Students' initial perceptions of distance learning were assessed. The STAR SCHOOLS program, an initiative to promote the use of telecommunications in education and distance learning, funded the Alabama STAR SCHOOLS Program through the University of Alabama (Birmingham). Twelve satellite courses produced by Oklahoma State University were delivered to 75 seniors (93% were black students and 7% were white students) at three high schools (two inner city schools and one high school in a predominantly black city adjacent to Birmingham). Courses were advanced placement and college-level academic courses delivered with one-way video and two-way audio. A survey was designed to assess initial student perceptions of the use of this medium in their education.
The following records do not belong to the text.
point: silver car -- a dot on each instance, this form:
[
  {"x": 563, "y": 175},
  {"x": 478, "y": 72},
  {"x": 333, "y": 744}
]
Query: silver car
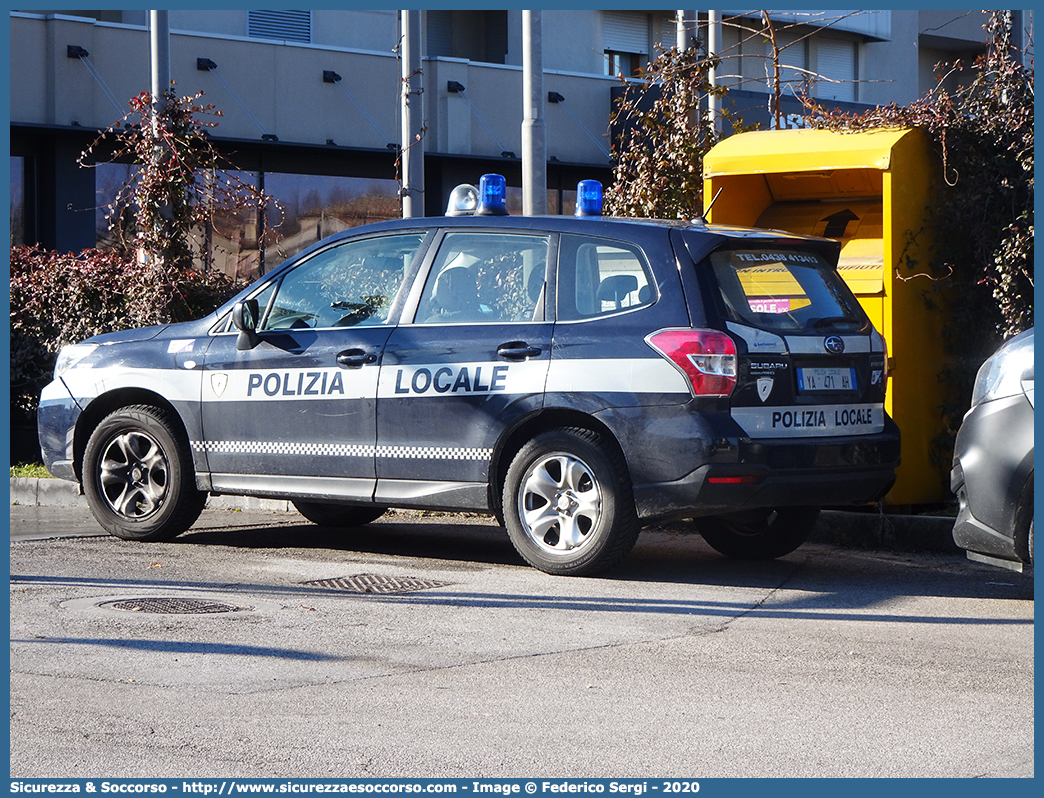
[{"x": 993, "y": 461}]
Most students had enrolled because they wanted to learn what a college course was like. Eighty-five percent said they would recommend the satellite course to others. Most looked forward to college work and thought that they had gained new skills. There was some criticism of the televised instructor's presentation, but most found the coordinating instructor (i.e., the teacher present at the receiving site) very helpful. Most reported a greater sense of personal responsibility and higher self-confidence as a result of taking the course. Six tables and the survey form are included. (SLD)
Publication Type: Reports - Research; Speeches/Meeting Papers; Tests/Questionnaires
Education Level: N/A
Authoring Institution: N/A
Identifiers: STAR SCHOOLS Program; Student Surveys
Note: Paper presented at the Annual Meeting of the Mid-South Educational Research Association (19th, New Orleans, LA, November 14-16, 1990).